Plextor M6e Black Edition PCIe SSD Review

Memory (DDR4/DDR5) and Storage (SSD/NVMe) 371 Page 9 of 20 Published by


SSD Performance Long Duration Degradation Consistency test

Testing Performance Degradation

Recently added to our test suite is a Long Duration Degradation Consistency test. In this test we look at SSD performance after using it continuously with heavy workloads for almost a full day. Basically we fire off scripted traces of workloads emulating games, Excel and Photoshop workload usage. In total there are workloads of 18 phases that will test the throughput of the SSD, 8 Degradation Phases, 5 Steady State Phases and 5 runs of the Recovery Phases. In order to complete these tests we need almost a full day.

This test alone will write roughly 3.2 TB / 3200 GB of data to the SSD. So if you normally write 10 GB of data per day on your SSD, with this test during this one day we emulate roughly 320 days of usage. And what we are looking for is the answer to this question, how will the SSD perform after heavy (massive) usage. 

This consistency test takes roughly a day to finish and is based on multiple game and content creation workloads

In several stages we'll look at the performance bandwidth. If the SSD is good, a current SATA 3 class SSD after almost a day of stress testing should show consistent performance. A good SSD will show a flat line in-between 200 to 300 MB/sec in terms of storage bandwidth.

In each tested phase we run multiple workloads including games like Battlefield 3 and World of Warcraft. On the other side we have Adobe After Effects, Illustrator, InDesign, Photoshop Heavy and Photoshop Light, Microsoft Excel, Powerproint and Word, then basically the test will perform this pattern:

  1. PRECONDITIONING – The entire SSD is filled twice sequentially with random data of a 128KB file size.

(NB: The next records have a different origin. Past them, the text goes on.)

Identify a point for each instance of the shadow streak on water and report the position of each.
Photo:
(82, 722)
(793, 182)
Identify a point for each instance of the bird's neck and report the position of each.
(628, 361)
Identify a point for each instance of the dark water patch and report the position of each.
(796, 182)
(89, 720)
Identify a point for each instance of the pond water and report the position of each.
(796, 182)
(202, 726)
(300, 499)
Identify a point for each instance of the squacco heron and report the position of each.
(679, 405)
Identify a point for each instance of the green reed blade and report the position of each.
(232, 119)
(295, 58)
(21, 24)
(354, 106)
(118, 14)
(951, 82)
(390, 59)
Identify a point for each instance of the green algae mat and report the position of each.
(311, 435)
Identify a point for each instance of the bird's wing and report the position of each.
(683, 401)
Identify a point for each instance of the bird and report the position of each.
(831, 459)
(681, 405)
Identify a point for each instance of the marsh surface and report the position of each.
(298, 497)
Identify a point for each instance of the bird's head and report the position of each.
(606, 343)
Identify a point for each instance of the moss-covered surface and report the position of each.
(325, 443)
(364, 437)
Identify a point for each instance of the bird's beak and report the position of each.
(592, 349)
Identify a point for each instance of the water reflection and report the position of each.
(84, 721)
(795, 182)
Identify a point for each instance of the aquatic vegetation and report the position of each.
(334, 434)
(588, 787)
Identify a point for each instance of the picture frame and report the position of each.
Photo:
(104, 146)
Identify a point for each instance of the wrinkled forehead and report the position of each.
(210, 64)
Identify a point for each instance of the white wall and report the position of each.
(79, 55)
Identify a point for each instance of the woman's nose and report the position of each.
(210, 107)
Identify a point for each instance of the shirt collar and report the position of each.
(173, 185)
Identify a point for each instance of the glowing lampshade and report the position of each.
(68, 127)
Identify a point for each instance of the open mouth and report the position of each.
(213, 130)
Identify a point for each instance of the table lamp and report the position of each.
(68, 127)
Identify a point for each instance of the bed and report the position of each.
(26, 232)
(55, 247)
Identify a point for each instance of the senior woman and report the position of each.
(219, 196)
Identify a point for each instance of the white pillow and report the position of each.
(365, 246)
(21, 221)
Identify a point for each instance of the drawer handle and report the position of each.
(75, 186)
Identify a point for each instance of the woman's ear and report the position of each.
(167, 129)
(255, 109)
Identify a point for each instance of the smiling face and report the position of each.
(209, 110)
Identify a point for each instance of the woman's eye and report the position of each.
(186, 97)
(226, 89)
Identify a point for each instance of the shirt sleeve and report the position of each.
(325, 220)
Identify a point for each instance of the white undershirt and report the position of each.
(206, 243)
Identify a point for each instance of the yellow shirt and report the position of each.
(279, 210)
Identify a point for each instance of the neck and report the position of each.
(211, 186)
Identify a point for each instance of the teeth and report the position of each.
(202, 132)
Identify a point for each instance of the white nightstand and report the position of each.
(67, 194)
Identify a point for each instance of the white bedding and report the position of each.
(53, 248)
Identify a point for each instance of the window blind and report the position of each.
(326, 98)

The second run accounts for overprovisioning that would have escaped the first.
  2. DEGRADATION PHASE – The SSD is hit with random writes of between 4KB and 1MB for 10 minutes and then a single pass performance test is done of each application. The cycle is repeated 8 times, and with each time, the duration of random writes increases by 5 minutes.
  3. STEADY STATE PHASE – The drive is hit with random writes of between 4KB and 1MB for 45 minutes before each application is put through a performance test. This process is repeated 5 times.
  4. RECOVERY PHASE – The SSD is allowed to idle for 5 minutes before and between performance tests of all applications. This is repeated 5 times which accounts for garbage collection.
  5. CLEANUP – The entire SSD is written with zero data at a write size of 128KB.


Simply put, a straight line as high and straight as possible in the upper chart = good.

We can see that the M6e series is a little poor in stressed performance as the performance degrades to 100~125 MB/s under massive workloads. The steady state values indicate roughly the degradation, in the recovery phase it will regain its performance. This test basically indicates that through many years of usage, your SSD will either retain very fast performance or slow down.